You all know those, bit weird to laymen, glass pieces of equipment used in laboratories, usually in biology or chemistry, even though you sometimes cannot recall their names. That equipment is called lab glassware, or laboratory glassware, even though they are made of plastic sometimes. This is a very important part of the lab apparatus and no experiment could be made without lab glassware.
Materials used to produce lab glassware
Lab glassware can be produced from different types of material, usually depending on the purpose and the cause for which it is used. It is obvious that the same material would not be used for lab glassware used for reactions that happen only when the temperature is very high, in contrast to reactions that happen on room temperature. Even though plastic is cheaper, most of lab glassware is still made of glass due to its consistency and its capacities to withhold heat and being immune to dissolution that could happen when in touch with strong chemicals. Quartz glass is sometimes utilized, since it can resist extreme heat. Borosilicate is also popular and is often utilized for production of lab glassware. Some reactions require glass that has thicker walls, so it would resist the pressure. Except for few specialized items, lab glassware is usually part of mass production.
Types of lab glassware
The boiling tube and the test tube are two of the most often used lab glassware. They are practically the same, with the only difference being that the boiling tube is significantly larger and it is usually used together with the Bunsen burner. Both of them are usually made of borosilicate, so they are immune to extreme heat. The above mentioned Bunsen burner creates a flame to which the boiling tube is submitted, enabling the desired chemical reaction.
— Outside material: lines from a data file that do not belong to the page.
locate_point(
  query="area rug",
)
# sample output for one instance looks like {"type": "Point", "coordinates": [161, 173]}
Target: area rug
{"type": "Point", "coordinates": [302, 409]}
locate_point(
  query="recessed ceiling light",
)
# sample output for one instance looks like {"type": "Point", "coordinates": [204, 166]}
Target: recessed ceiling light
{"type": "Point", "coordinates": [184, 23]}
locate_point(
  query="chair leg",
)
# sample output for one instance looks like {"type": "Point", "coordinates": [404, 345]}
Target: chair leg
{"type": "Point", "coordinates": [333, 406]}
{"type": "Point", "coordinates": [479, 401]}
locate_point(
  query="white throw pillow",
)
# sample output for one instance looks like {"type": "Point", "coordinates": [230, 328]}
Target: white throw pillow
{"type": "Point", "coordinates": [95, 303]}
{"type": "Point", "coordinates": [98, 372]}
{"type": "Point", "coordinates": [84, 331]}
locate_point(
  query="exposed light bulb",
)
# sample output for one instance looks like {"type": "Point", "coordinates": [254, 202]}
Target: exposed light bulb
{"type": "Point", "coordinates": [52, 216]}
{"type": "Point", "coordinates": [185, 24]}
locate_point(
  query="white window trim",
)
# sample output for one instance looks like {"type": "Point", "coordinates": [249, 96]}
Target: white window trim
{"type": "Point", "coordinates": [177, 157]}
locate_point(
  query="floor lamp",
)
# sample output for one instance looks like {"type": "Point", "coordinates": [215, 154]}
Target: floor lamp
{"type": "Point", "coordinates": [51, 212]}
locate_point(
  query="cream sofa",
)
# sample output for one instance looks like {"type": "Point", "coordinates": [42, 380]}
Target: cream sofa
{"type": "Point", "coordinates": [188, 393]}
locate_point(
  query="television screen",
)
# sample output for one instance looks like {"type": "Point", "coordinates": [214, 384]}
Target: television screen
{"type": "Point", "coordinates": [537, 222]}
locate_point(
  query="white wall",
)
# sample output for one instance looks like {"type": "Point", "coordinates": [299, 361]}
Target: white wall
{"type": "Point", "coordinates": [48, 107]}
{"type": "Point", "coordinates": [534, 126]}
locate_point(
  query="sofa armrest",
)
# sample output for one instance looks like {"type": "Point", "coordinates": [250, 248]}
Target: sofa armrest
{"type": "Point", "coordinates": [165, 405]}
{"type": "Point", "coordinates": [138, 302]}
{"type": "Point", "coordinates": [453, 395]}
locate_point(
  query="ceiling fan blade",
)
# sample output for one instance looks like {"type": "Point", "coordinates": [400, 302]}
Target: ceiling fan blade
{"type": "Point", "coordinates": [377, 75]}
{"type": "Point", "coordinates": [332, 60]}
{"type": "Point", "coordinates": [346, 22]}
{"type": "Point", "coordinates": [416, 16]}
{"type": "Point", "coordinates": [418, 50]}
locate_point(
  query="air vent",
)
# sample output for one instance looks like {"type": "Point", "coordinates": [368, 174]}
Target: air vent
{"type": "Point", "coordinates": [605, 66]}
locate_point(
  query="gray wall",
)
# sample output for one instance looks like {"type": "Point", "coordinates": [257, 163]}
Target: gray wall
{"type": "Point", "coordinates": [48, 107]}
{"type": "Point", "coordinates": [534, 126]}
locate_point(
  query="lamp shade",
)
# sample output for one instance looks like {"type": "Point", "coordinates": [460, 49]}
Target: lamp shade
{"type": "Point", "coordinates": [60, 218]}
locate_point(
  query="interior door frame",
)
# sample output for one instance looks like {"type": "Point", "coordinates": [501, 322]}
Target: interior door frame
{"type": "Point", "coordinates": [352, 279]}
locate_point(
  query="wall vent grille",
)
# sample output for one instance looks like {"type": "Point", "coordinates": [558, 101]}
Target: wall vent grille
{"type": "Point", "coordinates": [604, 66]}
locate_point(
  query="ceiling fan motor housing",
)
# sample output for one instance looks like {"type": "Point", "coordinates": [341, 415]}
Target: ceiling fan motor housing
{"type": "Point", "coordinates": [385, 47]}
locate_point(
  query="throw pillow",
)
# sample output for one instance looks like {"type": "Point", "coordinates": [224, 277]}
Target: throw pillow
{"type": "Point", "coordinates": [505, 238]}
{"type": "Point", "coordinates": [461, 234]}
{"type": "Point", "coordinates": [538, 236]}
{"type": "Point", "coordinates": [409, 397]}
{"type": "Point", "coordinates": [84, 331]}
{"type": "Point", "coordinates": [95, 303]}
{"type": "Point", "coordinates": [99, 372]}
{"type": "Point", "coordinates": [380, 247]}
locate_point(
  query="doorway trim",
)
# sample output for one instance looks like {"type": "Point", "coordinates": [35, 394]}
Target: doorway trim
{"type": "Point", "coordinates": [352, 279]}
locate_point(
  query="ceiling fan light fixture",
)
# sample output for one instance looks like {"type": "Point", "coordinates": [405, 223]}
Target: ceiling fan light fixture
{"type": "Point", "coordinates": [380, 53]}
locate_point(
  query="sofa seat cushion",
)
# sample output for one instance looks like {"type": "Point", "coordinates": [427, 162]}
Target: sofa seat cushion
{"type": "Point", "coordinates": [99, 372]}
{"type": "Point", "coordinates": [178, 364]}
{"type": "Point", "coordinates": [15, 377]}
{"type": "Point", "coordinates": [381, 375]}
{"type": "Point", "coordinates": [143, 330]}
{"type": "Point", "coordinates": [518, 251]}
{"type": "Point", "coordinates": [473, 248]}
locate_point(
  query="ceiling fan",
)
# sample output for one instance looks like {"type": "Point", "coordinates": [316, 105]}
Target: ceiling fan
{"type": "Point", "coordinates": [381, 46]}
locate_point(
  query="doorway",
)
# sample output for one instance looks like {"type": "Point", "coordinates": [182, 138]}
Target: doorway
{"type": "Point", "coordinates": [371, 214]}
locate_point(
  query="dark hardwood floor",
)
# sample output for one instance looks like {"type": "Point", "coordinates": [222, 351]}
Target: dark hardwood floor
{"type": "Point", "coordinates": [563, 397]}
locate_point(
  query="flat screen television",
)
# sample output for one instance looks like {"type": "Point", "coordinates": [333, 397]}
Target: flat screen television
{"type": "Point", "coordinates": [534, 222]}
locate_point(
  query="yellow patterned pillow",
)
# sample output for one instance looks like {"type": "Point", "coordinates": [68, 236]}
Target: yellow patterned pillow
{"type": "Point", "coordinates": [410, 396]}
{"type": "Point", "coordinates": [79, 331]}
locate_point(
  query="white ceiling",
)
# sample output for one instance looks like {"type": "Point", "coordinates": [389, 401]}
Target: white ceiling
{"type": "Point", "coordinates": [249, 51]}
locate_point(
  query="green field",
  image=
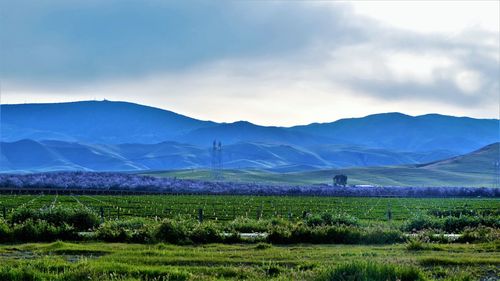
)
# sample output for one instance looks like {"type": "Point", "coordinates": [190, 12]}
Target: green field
{"type": "Point", "coordinates": [111, 261]}
{"type": "Point", "coordinates": [297, 248]}
{"type": "Point", "coordinates": [228, 207]}
{"type": "Point", "coordinates": [378, 176]}
{"type": "Point", "coordinates": [475, 169]}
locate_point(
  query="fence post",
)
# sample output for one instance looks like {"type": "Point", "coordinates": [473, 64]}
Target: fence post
{"type": "Point", "coordinates": [200, 215]}
{"type": "Point", "coordinates": [304, 214]}
{"type": "Point", "coordinates": [389, 212]}
{"type": "Point", "coordinates": [102, 214]}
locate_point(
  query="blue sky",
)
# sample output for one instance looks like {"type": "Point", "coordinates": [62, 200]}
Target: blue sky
{"type": "Point", "coordinates": [279, 62]}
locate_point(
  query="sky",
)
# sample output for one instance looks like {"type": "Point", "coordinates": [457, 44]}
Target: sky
{"type": "Point", "coordinates": [268, 62]}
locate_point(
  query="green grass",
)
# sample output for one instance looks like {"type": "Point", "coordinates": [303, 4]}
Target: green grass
{"type": "Point", "coordinates": [378, 176]}
{"type": "Point", "coordinates": [472, 170]}
{"type": "Point", "coordinates": [228, 207]}
{"type": "Point", "coordinates": [111, 261]}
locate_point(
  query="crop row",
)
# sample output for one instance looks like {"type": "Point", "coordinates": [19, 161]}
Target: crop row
{"type": "Point", "coordinates": [227, 207]}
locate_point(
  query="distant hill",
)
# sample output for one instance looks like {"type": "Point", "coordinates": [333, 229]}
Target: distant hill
{"type": "Point", "coordinates": [103, 122]}
{"type": "Point", "coordinates": [51, 155]}
{"type": "Point", "coordinates": [121, 136]}
{"type": "Point", "coordinates": [108, 122]}
{"type": "Point", "coordinates": [396, 131]}
{"type": "Point", "coordinates": [475, 169]}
It is named after Robert Bunsen, a 19th century German scientist who invented the burner. The Petri plate is a thin object, usually utilized to cultivate bacteria. It got its name after Julius Richard Petri. It has a very wide use in microbiology. The distilling trap is a much more complex piece of lab glassware usually used to separate water from other fluids during a reaction.
It can be referred to as Dean-Stark apparatus in honour of the two scientists, Dean and Start which invented it. The glassware joints are used when the scientist wants to put together few pieces of lab glassware, in way that would stop the chemical inside them from leaking out, but that would enable him/her to separate them later. There are few types of glassware joints: o-ring joints, joints that connect metal and glass, threaded connections, hose connections etc. Besides glassware joints, there are also glassware valves.
Maintenance of lab glassware
Lab glassware can be cleaned in more than few different ways. If you want to get rid of the oily layer that can cover the glassware after use, you should awash the item in detergent solution. However, visible, larger spots of dirt should be cleaned manually, with a special brush. In some cases, acetone is applied to the lab glassware if we want to ultimately clean the equipment. No matter which way of cleaning is used and there are few more, other than the previously mentioned ones, the lab glassware has to be properly dehydrated after the process of cleaning. This ensures that no unwanted chemical reactions will happen in the meantime.